Thread: Applications involving an absolute extremum on a closed interval

1. Applications involving an absolute extremum on a closed interval

Confirm analytically your estimates using your graphics calculator

A tent in the shape of a pyramid with a square base is to be constructed from a square piece of material of side 5m. In the base of the pyramid, let x meters be the distance from the center to a side. See the figure.

a.) On your graphics calculator, find accurate to the nearest one hundredth of a meter the value of x for which the volume is of a pyramid is a maximum.

$\displaystyle V = \frac{1}{3}Bh$

2. Originally Posted by ^_^Engineer_Adam^_^
Confirm analytically your estimates using your graphics calculator

A tent in the shape of a pyramid with a square base is to be constructed from a square piece of material of side 5m. In the base of the pyramid, let x meters be the distance from the center to a side. See the figure.

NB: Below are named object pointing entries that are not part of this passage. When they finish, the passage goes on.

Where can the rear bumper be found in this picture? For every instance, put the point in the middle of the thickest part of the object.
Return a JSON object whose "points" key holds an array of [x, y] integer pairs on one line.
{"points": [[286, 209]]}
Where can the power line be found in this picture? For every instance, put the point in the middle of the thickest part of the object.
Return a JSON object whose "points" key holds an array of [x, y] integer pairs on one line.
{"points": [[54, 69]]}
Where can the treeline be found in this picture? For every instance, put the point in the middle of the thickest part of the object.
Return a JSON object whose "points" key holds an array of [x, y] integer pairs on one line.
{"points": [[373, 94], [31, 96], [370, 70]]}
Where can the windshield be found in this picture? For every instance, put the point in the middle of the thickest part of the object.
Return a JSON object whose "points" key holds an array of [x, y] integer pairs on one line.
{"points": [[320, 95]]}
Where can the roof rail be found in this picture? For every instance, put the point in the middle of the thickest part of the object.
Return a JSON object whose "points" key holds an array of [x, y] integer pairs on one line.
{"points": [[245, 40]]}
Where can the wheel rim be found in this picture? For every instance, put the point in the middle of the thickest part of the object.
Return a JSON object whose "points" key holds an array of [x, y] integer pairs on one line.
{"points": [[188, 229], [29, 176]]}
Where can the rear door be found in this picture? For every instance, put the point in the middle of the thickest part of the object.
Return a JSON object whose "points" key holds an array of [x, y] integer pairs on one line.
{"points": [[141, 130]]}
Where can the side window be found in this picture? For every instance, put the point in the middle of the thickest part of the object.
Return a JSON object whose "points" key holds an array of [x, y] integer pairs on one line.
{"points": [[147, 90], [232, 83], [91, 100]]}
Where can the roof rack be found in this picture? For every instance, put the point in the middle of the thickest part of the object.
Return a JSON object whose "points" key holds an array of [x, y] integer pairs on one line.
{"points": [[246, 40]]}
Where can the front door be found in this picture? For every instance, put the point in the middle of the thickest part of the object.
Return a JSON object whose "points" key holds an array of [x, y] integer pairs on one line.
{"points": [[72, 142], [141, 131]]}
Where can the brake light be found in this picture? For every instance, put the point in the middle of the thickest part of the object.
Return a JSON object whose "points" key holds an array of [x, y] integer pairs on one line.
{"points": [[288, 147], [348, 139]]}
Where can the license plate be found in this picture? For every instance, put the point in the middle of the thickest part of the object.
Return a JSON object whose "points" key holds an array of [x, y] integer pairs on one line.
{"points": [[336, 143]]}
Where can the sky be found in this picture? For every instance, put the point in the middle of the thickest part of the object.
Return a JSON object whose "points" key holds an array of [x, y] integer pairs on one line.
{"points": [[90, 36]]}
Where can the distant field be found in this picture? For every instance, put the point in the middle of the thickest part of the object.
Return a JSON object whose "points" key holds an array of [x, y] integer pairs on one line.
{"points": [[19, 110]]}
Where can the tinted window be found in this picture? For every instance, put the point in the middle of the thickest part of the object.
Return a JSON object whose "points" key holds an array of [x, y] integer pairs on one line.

a.) On your graphics calculator, find accurate to the nearest one hundredth of a meter the value of x for which the volume is of a pyramid is a maximum.

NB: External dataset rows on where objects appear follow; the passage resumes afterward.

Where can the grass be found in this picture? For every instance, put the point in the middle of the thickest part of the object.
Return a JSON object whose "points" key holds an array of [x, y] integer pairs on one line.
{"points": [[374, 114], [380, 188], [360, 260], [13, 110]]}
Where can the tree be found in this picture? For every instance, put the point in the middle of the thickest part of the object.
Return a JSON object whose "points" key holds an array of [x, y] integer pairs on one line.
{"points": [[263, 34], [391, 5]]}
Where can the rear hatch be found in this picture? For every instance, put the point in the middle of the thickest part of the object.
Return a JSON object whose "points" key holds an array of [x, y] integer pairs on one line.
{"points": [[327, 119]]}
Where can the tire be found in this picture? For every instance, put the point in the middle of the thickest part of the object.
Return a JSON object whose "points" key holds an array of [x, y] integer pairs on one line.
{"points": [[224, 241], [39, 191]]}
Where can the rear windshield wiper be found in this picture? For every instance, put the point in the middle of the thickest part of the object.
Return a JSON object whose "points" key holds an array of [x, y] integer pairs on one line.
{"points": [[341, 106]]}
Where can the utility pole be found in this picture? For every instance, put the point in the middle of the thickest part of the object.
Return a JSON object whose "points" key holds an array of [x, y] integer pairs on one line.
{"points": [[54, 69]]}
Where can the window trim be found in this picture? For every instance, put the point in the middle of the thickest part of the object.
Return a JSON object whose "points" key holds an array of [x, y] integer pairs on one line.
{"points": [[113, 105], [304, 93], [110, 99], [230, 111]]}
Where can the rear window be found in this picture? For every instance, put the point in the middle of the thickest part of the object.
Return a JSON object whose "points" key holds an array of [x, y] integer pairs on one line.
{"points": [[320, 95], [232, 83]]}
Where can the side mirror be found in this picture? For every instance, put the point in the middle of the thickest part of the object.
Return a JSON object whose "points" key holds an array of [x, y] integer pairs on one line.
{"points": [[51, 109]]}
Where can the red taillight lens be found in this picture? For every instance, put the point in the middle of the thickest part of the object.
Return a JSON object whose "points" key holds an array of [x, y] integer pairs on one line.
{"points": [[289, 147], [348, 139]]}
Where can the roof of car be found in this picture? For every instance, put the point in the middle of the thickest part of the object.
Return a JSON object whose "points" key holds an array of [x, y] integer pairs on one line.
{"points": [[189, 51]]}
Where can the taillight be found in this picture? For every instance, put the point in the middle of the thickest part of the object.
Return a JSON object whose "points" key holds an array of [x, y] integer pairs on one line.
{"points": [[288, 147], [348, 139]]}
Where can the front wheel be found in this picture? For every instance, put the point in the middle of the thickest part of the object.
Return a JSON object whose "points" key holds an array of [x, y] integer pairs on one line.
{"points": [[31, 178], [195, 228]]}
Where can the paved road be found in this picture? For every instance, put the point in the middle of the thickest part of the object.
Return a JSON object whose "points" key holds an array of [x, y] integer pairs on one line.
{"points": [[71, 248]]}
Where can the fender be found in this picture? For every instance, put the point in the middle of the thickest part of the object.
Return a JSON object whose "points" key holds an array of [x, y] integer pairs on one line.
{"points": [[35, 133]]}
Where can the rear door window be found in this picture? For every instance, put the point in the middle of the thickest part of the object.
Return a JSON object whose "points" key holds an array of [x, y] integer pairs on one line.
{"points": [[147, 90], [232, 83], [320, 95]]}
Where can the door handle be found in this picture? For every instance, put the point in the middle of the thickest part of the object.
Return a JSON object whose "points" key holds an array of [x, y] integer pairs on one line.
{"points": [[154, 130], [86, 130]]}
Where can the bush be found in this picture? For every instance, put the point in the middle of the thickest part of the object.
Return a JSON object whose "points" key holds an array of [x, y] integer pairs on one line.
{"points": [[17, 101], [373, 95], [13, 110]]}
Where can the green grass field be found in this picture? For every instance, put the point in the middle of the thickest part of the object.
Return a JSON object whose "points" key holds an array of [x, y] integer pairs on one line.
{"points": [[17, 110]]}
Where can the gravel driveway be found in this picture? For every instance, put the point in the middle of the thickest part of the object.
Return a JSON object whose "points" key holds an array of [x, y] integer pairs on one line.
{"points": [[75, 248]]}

$\displaystyle V = \frac{1}{3}Bh$

Sorry, but I do not know how to use any graphing calculator ---no kidding---so can I solve this analytically instead?

V = (1/3)Bh
means Volume = (1/3)(area of square base)(vertical height of the apex)

We know B = (2x)^2 = 4x^2
But we don't know h.

If we put up the pyramidal tent, the h is the vertical component of the slant height of the apex.
Let y = that slant height.

On the posted drawing, or when the tent is still flat on the ground or not yet cut, if we draw a horizontal, or vertical, line through the center of the 5m-square material, we see that
y +2x +y = 5
So,
2y = 5 -2x
y = (2.5 -x) m. ----------***

Put up the tent again.
We see an isosceles triangle silhouette. The base is 2x m long. The two equal sides are y meters each. Draw the h.
By Pythagorean Theorem,
y^2 = x^2 +h^2
h = sqrt(y^2 -x^2)
So,
h = sqrt[(2.5 -x)^2 -x^2]
h = sqrt[6.25 -5x +x^2 -x^2]
h = sqrt(6.25 -5x) ---------------***

Hence,
V = (1/3)(4x^2)sqrt(6.25 -5x)
V = (4/3)(x^2)sqrt(6.25 -5x)
Differentiate both sides with respect to x,
dV/dx = (4/3){(x^2)[(1/2)(-5 /sqrt(6.25 -5x)] +sqrt(6.25 -5x)[2x]}
dV/dx = (-10/3)(x^2)/sqrt(6.25 -5x) +(8/3)(x)sqrt(6.25 -5x)
Set dV/dx to zero,
0 = (-10/3)(x^2)/sqrt(6.25 -5x) +(8/3)(x)sqrt(6.25 -5x)
Multiply both sides by 3sqrt(6.25 -5x),
0 = -10x^2 +8(6.25 -5x)
0 = -5x^2 +4(6.25 -5x)
0 = -5x^2 +25 -20x
0 = -x^2 -4x +5
x^2 +4x -5 = 0
(x+5)(x-1) = 0
x = -5m or 1m
There are no negative dimensionsn so reject x = -5m
So, x = 1 m.

Therefore for maximum volume of the tent, x = 1 meter. -------answer.

-----------------------
Ooppss, mistake. Let me edit it

....
0 = (-10/3)(x^2)/sqrt(6.25 -5x) +(8/3)(x)sqrt(6.25 -5x)
Multiply both sides by 3sqrt(6.25 -5x),
0 = -10x^2 +8x(6.25 -5x)
Divide both sides by 2x,
0 = -5x +4(6.25 -5x)
0 = -5x +25 -20x
0 = -25x +25 -------------------------:-), yeah, really?
x = 1 m ---------------hey!

Therefore for maximum volume of the tent, x = 1 meter. -------answer.

3. Good work!
No wonder... youre a civil engineer!